What Does a Product Owner Look Like in the Age of AI?

What does a Product Owner look like in the age of AI?
In January, I was building business requirements documents for OCME — defining how the site should work, documenting what decisions we’d already made, and why. I gave our development team access to the full document set and connected it to their AI systems.
Developers stopped coming to me with clarifying questions. Not because they stopped caring — but because the AI could answer them directly from the documentation. Bugs got fixed more accurately. Decisions got made faster. The context that used to live in my brain was now a queryable resource the whole team could access.
That’s the unlock.
There are four primitives that determine how effective an AI system is: the model, the context, the prompt, and the tools.
The model is owned by whoever built it — a frontier lab, an open source project, a vendor you chose. The prompt belongs to the individual. A developer writes a different prompt than a marketer. Tools are configured by whoever has the technical access to connect them.
Context is different.
Context is the one primitive shared across every role. Your dev team, your marketing team, your executive team — they all bring their own model, prompt, and tools. But they’re all pulling from the same pool: the objectives, the constraints, the decisions, the history of the product.
Someone has to own that pool. That person is the Product Owner.
Most POs are still running the old model.
A developer pushes back on a proposed approach — suggests a better one — you agree. The better approach wins. The code gets implemented, but no one writes it down. Six months later, an AI recommends the original approach again because it never knew you’d already ruled it out.
A customer files a complaint. You DM the developer. It gets fixed. But the context behind the fix — the pattern it reveals — never gets captured.
You decide not to work with a particular vendor. The reason is legitimate. It lives in your head. A year from now, an AI recommends that vendor confidently. Your team spends two weeks on an integration. Management kills it the moment they find out.
This isn’t a process failure. It’s a context failure.
At OCME, business requirements live in a GitHub repository.
main is the approved branch — what the whole team references when they need to know how something is supposed to work. pending is where changes get staged. New feature? Write up the business requirements, push to pending, let stakeholders review. When it’s approved, it merges to main. Affected teams get notified.

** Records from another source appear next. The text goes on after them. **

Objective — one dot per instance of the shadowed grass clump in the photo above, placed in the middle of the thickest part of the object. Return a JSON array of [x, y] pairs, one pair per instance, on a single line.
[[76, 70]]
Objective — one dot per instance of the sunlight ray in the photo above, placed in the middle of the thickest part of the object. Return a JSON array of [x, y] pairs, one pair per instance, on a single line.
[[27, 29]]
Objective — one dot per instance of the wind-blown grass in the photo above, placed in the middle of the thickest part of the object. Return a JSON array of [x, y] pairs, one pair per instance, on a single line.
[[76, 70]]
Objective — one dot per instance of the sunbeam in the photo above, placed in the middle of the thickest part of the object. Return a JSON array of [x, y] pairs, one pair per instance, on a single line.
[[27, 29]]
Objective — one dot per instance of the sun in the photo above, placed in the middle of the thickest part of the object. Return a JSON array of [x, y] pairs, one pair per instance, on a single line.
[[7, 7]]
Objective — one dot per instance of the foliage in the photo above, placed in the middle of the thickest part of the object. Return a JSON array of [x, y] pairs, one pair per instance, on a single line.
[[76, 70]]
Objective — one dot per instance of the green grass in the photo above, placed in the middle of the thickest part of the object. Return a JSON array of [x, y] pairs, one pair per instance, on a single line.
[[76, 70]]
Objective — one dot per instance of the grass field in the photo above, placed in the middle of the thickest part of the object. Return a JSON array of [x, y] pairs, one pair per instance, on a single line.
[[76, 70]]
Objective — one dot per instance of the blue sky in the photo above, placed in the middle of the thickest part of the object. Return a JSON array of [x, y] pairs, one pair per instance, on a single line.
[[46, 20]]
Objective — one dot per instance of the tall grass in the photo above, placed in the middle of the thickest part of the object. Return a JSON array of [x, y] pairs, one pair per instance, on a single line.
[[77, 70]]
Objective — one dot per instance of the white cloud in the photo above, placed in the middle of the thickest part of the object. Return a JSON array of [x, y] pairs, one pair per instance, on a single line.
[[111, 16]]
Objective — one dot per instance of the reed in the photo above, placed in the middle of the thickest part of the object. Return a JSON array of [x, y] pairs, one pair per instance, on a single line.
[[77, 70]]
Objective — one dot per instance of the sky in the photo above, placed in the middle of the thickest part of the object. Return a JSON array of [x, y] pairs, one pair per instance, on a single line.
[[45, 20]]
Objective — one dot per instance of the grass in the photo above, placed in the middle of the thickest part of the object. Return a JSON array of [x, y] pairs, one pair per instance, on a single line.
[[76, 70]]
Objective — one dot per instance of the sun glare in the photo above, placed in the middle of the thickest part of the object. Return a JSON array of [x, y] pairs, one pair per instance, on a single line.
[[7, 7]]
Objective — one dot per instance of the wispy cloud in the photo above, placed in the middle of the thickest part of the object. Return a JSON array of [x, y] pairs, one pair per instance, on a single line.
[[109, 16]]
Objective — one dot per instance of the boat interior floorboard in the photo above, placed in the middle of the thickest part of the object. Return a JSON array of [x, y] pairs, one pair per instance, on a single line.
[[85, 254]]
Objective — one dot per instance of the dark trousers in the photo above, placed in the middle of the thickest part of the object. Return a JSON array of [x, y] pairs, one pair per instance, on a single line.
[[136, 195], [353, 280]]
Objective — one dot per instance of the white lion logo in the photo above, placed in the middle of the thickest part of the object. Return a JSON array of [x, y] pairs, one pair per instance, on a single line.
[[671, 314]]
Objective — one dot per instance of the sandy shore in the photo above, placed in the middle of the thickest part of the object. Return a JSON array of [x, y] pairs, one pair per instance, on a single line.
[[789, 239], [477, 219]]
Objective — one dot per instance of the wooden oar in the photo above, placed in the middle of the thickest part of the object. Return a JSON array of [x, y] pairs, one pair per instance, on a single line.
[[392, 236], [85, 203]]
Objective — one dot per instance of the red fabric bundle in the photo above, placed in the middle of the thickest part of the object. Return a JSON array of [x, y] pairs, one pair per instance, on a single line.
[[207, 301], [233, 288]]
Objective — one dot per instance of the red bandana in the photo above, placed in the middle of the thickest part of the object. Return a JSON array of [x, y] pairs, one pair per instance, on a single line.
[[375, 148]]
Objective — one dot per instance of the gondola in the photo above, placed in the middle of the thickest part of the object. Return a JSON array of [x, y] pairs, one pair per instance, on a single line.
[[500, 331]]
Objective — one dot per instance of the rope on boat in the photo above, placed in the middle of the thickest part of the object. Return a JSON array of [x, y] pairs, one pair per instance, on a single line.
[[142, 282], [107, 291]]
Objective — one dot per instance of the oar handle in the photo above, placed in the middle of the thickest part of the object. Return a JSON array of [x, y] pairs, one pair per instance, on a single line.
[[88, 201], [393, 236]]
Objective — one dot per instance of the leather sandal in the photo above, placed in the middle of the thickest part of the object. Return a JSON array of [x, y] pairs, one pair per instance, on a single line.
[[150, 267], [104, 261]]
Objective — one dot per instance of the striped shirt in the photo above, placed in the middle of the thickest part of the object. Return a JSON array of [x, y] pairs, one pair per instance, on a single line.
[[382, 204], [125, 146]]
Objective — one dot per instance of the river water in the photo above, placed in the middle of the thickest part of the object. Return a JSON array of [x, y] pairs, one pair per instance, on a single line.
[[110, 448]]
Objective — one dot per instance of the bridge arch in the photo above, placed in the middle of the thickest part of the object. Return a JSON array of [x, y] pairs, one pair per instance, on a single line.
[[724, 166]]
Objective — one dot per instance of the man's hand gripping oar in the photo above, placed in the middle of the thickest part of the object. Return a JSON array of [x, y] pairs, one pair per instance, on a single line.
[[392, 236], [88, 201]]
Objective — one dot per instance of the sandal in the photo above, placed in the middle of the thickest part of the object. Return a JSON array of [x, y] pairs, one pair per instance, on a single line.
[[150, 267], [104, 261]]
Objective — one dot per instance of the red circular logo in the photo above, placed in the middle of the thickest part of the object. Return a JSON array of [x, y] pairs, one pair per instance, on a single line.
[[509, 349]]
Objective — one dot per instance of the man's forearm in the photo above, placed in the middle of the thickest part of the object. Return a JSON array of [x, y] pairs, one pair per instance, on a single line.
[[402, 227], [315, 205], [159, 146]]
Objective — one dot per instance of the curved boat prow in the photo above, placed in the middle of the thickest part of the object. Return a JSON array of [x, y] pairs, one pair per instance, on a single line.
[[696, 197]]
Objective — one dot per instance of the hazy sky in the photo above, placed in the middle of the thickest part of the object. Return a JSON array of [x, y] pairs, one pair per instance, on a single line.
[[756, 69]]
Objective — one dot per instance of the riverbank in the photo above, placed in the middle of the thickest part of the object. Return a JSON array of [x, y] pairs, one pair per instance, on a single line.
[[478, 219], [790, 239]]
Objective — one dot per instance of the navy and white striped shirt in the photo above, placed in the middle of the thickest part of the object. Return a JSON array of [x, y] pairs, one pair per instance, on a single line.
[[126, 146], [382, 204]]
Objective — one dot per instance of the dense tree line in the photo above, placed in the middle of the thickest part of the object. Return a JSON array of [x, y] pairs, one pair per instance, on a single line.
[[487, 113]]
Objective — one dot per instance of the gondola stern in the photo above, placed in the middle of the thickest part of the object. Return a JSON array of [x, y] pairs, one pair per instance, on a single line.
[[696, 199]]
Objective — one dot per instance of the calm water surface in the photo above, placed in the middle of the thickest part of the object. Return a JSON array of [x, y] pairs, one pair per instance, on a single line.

QA becomes a context reconciliation exercise. I compare what’s live on the server to what the business requirements say should be there. Discrepancies become tickets. When production outpaces the spec — our dev team gave us 20GB file upload support when I’d only specced 10GB — I update the documentation to reflect reality.
The BRD isn’t a snapshot. It’s a living document that tracks what the product actually is.
Here’s what POs get wrong about this shift: they think their job is getting easier.
It isn’t.
Your development team is moving faster than ever. Outdated documentation is more dangerous than no documentation. An AI operating on stale context doesn’t flag uncertainty — it acts on wrong information with full confidence. Removing context that’s no longer true is just as important as adding context that’s new.
You’re not a knowledge holder anymore. You’re a knowledge curator. Curation requires constant discipline — adding, updating, and removing.
The product owner is the king of context. And the king of context doesn’t just collect — they govern.
I recently came across Prefect Horizon. It is pitched as the “context layer” between AI agents and the business, and I must say, their marketing verbiage tells me they understand the problem. It provides deployment, versioning, and governance for MCP servers — the operational infrastructure you need once context stops living in one person’s head and becomes a system. It launched four months ago, built by the team behind FastMCP, which already runs the majority of MCP servers in production.
I’m shipping a small MCP server on Horizon for the Madison cycling community I’m part of. I’m not shilling some AI principle that I don’t believe in or ever use. If you want to see what a lightweight context surface looks like in practice, that’s a working example.
Nobody has named this in a job description yet. The PO standup still runs like it’s 2019. But the job — understood correctly — has always been context curation. The AI age just made you the Force Multiplier of your entire product.
In owning that context, you own the product.